Thanks for the quick support! As we can only make the switch to RAK’s product if we can be sure everything works. We have old nodes running for more than 2 years continuously in harsh outdoor conditions without any restart and error, we do not want to break our reputation with our next release.

Sorry, I didn’t find time to start any test today.

Instead of using the api.system.sleep.cpu() function, did you consider a complete different firmware structure? Just calling sleep and hoping that the packet is sent is not very reliable (just my opinion).

I have examples that work really well that use the LoRaWAN callbacks and API timers for the data flow.

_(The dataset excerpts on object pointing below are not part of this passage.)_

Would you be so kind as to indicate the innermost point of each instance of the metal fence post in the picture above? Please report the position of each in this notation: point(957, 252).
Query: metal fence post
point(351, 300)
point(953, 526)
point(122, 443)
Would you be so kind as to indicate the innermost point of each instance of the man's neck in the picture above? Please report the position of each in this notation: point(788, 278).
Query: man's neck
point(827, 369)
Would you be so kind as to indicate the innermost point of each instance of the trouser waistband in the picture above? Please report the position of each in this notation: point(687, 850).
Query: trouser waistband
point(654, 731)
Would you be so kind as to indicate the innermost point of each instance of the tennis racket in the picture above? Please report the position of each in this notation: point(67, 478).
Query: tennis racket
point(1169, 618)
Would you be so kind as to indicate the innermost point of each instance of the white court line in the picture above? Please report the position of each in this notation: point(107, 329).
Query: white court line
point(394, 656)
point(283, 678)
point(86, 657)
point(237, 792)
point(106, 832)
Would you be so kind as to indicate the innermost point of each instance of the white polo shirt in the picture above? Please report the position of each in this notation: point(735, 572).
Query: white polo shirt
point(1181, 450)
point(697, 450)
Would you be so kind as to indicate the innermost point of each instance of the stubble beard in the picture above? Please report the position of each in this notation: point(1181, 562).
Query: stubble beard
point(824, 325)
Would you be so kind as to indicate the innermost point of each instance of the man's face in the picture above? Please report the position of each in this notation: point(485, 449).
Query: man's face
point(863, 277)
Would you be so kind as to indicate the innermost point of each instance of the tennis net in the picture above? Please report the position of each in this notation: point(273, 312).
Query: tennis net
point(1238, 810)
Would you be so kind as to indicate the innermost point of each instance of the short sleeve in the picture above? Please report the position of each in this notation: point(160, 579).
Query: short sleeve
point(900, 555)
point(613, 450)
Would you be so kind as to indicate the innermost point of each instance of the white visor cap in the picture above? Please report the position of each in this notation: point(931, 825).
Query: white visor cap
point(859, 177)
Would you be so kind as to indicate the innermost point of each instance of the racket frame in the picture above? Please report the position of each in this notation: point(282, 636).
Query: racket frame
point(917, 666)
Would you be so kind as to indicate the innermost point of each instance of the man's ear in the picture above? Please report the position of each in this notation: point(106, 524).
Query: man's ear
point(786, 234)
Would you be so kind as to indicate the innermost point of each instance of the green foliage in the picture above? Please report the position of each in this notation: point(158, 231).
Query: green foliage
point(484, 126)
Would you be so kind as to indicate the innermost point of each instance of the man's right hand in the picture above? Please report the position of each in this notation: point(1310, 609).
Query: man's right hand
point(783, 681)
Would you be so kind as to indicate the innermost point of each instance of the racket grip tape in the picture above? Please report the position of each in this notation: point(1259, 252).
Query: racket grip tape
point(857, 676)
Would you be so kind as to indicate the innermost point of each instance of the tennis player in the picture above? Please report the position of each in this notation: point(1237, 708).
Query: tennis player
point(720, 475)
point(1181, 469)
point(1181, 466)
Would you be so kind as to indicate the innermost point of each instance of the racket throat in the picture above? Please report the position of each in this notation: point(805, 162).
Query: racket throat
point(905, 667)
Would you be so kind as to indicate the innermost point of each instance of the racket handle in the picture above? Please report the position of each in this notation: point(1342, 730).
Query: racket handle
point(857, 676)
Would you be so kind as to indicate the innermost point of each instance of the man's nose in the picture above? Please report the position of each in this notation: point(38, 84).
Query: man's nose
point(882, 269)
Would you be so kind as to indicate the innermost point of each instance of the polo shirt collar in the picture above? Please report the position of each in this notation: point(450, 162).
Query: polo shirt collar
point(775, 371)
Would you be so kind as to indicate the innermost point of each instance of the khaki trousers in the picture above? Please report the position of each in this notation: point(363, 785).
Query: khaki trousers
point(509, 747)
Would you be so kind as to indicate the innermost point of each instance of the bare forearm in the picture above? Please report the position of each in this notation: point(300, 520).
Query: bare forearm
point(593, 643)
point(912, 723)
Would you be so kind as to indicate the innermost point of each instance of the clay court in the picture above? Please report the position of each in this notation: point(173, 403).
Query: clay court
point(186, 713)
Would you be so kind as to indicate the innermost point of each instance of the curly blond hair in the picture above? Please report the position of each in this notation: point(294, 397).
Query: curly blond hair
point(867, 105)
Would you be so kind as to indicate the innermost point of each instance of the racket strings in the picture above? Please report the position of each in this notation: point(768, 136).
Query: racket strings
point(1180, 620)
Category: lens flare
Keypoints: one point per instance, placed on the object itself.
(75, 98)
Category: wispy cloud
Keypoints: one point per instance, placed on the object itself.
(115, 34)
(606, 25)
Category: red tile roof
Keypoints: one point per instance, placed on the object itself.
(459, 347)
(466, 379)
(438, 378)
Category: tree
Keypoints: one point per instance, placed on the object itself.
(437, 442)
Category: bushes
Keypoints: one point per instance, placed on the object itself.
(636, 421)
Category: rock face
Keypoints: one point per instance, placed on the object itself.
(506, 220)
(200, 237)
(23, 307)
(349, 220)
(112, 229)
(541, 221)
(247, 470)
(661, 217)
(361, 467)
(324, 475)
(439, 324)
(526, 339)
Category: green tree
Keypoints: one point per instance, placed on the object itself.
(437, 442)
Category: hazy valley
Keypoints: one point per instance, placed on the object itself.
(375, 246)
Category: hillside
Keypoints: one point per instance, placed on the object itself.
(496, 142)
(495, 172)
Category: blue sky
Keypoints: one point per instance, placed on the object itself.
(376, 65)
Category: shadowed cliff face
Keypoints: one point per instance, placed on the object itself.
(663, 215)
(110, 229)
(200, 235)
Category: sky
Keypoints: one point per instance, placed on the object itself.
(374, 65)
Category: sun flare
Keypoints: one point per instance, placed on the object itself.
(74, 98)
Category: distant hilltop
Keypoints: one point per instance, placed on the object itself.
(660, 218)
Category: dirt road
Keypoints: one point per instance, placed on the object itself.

You can find the code in my Github repo RUI3-Sensor-Node-Air-Quality

I can confirm -UDRV_BUSY is the reason behind the sudden loss of connection. Seems like it happen if the program does not provide enough time for the driver to finish sending the uplink. (Basically meaning not long enough delay/sleep duration?)

IMHO the problem of -UDRV_BUSY should be handled inside RUI’s system, and should recover automatically, what I can observe is when the driver enter busy state, it stay at busy state.

I agree with your point, as api.lorawan.send only tells if the uplink is queued or not, we have no way to know if the uplink actually happen, which is not ideal. And without any recovering option or reset option, it is not reliable.

A suggestion is to add an advanced API such as api.lorawan.send_blocking which will only return after the TX has completed, allowing RUI to have full management during the uplink period (and also enter low power automatically). Better, the return result should be about TX has been completed or not.

In our firmware, we determine if the packet is sent by incrementing a counter within the sendCallback function, so that we know if the actual TX happened or not.

I notice that your example uses a timer to send at a fixed interval, however, the implementation is still calling api.lorawan.send and hope for the best.

Take Arduino-LMIC as an example, we can very easily determine the state of the driver. More, even when TX_FAILED is LMIC, the next uplink can still be successful, but in api.lorawan.send, it always fail to recover.